NEW ORLEANS (March 29, 2019) – Three months past the expected completion of the flood mitigation project here at Dillard, 95 percent of the work is done, according to Facilities Director Adonis Woods, who wants students to understand the difference between mitigation and elimination of flooding.
Freshman Jalen Moore, a theatre major and on-campus resident, was among students who complained recently that the project had not fixed flooding woes on campus because it still floods when it rains.
However, Woods suggested new students speak with seniors and faculty and staff to learn what used to happen when it rained: Campus streets flooded and sidewalks were impassable. He said campus pedestrians used to need “boots up to their knees.”
“Mitigation doesn’t mean elimination,” Woods said.
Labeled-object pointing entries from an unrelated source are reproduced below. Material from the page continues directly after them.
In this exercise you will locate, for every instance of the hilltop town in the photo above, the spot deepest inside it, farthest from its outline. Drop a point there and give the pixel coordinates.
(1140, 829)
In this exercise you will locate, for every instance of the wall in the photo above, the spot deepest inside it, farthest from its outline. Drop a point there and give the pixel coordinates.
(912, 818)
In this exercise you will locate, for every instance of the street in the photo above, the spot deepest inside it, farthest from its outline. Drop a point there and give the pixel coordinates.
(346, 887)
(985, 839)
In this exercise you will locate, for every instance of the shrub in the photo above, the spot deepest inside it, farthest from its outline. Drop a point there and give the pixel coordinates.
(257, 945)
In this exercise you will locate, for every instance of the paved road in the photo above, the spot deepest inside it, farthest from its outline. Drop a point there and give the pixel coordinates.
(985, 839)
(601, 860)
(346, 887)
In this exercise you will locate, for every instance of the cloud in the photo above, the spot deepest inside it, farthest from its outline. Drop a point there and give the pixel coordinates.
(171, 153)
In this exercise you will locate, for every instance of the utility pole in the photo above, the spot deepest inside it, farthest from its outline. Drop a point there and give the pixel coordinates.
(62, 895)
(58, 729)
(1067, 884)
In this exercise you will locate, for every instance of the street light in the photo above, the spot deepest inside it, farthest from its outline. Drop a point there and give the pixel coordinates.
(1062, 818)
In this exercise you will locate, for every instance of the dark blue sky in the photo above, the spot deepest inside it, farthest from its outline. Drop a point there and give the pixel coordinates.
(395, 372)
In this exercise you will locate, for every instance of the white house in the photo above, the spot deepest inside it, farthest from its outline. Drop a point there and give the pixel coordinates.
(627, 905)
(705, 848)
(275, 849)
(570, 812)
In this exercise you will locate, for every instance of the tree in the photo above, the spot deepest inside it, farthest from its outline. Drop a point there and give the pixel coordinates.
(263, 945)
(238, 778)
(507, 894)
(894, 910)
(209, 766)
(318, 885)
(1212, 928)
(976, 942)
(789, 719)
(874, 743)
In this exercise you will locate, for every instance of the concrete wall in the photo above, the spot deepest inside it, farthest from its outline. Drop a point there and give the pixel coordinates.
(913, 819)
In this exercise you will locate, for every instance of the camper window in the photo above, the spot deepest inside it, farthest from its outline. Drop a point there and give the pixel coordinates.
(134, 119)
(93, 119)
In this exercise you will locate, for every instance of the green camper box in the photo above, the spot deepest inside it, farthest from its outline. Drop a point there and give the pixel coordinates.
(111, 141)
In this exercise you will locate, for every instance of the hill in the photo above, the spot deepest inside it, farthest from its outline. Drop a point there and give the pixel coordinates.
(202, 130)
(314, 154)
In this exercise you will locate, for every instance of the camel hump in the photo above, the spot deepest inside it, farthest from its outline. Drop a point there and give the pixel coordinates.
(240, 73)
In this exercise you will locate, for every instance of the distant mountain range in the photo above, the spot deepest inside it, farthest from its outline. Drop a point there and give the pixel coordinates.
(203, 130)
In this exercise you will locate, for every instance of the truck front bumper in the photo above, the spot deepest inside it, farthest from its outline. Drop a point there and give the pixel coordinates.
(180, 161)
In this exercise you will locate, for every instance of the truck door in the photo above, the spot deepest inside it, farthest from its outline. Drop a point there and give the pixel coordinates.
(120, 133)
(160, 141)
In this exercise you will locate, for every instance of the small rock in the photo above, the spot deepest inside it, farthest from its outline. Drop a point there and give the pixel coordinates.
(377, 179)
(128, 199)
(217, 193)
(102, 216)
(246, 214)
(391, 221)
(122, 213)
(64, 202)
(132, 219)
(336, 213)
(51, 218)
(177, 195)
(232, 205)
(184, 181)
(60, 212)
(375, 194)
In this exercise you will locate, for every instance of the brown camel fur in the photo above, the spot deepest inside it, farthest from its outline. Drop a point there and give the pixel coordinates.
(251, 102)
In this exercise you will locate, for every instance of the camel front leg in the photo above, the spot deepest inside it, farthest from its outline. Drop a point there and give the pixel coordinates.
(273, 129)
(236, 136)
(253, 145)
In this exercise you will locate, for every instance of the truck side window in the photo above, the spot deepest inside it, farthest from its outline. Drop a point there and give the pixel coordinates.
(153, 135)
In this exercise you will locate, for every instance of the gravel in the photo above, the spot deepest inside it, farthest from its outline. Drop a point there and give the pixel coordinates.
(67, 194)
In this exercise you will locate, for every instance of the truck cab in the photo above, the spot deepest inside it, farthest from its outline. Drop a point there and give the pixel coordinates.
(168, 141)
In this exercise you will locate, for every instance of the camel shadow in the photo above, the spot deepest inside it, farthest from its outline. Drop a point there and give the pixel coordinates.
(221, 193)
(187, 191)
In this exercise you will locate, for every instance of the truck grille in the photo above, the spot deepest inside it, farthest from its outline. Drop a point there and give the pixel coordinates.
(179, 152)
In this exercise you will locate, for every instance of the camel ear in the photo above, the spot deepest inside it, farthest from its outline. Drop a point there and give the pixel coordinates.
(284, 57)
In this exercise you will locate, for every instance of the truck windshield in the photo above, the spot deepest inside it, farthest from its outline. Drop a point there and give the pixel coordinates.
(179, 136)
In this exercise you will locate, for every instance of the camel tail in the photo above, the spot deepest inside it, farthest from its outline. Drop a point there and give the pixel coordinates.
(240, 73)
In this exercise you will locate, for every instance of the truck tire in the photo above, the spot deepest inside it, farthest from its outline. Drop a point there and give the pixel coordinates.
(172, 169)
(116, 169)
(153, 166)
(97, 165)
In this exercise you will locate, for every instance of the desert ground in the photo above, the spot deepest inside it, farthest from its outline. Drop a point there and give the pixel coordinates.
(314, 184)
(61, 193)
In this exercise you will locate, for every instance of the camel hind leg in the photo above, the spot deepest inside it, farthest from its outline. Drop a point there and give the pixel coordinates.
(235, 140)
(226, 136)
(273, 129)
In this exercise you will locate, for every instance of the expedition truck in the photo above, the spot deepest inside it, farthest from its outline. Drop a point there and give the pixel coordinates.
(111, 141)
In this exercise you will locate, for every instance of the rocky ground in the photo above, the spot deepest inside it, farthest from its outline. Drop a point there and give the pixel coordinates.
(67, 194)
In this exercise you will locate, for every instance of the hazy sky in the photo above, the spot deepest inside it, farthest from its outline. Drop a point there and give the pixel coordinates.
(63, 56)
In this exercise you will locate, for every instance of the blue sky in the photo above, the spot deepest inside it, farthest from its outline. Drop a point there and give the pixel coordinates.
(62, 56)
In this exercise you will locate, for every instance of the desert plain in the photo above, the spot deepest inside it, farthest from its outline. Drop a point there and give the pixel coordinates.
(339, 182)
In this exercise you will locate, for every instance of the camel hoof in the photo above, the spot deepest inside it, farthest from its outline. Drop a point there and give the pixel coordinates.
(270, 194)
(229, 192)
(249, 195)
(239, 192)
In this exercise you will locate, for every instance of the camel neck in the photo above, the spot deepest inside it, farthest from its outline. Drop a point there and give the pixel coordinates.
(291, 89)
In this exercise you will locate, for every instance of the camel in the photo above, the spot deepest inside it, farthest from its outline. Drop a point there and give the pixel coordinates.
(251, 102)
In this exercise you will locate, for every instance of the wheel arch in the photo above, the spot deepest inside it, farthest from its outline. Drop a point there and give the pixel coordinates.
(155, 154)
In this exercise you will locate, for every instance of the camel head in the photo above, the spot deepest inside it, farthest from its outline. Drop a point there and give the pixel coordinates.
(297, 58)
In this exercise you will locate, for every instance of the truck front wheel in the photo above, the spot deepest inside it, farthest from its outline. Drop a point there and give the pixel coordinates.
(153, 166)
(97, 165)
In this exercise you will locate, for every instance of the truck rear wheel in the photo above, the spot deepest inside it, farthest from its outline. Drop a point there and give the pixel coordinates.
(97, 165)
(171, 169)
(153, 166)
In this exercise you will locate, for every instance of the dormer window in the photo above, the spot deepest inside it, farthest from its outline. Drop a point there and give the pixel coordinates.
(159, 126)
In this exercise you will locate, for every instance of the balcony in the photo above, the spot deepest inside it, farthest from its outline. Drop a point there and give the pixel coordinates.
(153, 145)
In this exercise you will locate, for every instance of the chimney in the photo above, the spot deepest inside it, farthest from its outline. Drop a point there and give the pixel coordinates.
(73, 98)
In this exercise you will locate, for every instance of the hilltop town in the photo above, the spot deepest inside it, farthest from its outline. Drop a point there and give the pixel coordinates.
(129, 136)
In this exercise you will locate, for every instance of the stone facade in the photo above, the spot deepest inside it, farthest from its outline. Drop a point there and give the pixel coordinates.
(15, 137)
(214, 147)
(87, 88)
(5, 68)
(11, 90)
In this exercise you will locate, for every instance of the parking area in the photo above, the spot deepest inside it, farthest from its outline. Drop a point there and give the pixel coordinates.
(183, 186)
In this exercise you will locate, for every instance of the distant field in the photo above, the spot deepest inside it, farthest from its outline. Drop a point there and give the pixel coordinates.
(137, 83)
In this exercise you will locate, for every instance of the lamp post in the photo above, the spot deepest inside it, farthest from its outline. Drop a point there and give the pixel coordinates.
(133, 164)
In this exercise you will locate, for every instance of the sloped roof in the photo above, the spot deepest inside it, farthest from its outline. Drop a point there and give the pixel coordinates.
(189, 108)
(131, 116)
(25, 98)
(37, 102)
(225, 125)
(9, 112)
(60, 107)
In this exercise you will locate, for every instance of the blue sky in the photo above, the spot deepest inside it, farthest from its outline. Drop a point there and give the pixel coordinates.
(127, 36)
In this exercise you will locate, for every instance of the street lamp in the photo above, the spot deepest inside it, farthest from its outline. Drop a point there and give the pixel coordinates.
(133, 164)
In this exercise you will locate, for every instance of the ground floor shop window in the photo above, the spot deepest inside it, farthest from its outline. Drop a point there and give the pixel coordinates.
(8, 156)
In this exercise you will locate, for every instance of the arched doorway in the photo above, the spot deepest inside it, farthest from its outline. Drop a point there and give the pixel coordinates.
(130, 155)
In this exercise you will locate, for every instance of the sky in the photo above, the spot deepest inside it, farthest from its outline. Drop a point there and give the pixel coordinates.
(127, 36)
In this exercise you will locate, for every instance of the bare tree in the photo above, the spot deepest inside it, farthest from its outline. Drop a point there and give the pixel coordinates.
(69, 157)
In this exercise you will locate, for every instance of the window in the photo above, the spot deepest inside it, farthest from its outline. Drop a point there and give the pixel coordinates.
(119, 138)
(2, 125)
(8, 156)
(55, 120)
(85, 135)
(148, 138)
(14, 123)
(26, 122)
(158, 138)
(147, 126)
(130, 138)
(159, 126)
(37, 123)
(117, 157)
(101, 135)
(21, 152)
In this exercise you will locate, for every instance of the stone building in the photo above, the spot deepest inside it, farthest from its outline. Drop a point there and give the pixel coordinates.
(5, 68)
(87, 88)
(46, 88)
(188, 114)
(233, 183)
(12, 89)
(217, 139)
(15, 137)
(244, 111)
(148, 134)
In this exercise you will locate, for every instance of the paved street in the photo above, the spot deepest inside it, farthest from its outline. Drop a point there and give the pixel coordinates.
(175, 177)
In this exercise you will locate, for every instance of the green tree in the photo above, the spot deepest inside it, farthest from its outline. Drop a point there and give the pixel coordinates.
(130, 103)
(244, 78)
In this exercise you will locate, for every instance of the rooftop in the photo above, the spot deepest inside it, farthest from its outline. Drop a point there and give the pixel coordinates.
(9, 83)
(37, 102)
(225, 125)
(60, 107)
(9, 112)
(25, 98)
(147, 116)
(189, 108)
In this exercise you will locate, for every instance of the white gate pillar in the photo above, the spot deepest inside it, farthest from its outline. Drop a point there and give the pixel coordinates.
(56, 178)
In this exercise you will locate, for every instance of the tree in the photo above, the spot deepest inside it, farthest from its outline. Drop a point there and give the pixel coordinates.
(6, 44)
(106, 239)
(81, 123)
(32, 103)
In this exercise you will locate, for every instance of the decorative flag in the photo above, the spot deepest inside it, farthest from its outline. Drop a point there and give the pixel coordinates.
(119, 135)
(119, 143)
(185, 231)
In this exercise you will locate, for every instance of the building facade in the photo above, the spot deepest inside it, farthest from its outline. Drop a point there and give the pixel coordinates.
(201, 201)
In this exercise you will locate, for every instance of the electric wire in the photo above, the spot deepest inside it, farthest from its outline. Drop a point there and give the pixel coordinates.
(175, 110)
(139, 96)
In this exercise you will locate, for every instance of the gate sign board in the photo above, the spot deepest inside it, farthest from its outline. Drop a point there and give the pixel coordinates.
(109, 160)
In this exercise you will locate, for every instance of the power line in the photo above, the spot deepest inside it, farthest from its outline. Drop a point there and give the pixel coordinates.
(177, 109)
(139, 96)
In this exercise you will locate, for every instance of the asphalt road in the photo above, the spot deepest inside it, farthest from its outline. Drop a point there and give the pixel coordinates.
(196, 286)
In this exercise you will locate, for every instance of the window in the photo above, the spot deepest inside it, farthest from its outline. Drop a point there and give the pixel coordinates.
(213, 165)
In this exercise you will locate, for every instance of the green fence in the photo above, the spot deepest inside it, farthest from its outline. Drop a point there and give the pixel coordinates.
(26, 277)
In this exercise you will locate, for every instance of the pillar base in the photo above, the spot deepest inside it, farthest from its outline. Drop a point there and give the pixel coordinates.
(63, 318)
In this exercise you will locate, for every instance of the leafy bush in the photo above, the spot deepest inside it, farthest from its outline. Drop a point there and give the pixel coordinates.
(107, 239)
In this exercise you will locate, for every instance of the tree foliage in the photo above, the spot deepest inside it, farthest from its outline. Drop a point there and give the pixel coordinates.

The project has lessened the impact of rain events. While he conceded different elevations on sidewalks mean some puddling still occurs, Woods said the $6.5 million project has made a major difference.
“Some areas might get water, but it doesn’t stand long” now, he said. “We have truly achieved our objectives” by lessening the effect of a significant rain event.
The director pointed out that most people know the topography of New Orleans is like a bowl, but what some might not know is that Gentilly actually sits on a ridge, which means the property “actually sits on an even lower area; that’s the reason why we have so much flooding.”
The project included changing some elevations, creating bioswales, so that water from the front of the campus can drain to retention ponds in the back of the campus, an environmentally friendly process that requires gravity rather than pumps. The ponds are designed to hold the water about 24 to 72 hours to put less pressure on city pumping stations and help the community beyond Dillard, Woods said.
Woods said his team is in a “full-court press” to get the campus ready for graduation: Contractors are installing sprinkler systems, grass is being fertilized; caterpillars are being eliminated in the trees; and flowers planted.
The goal, he said, is to have The Avenue of the Oaks look like a golf course.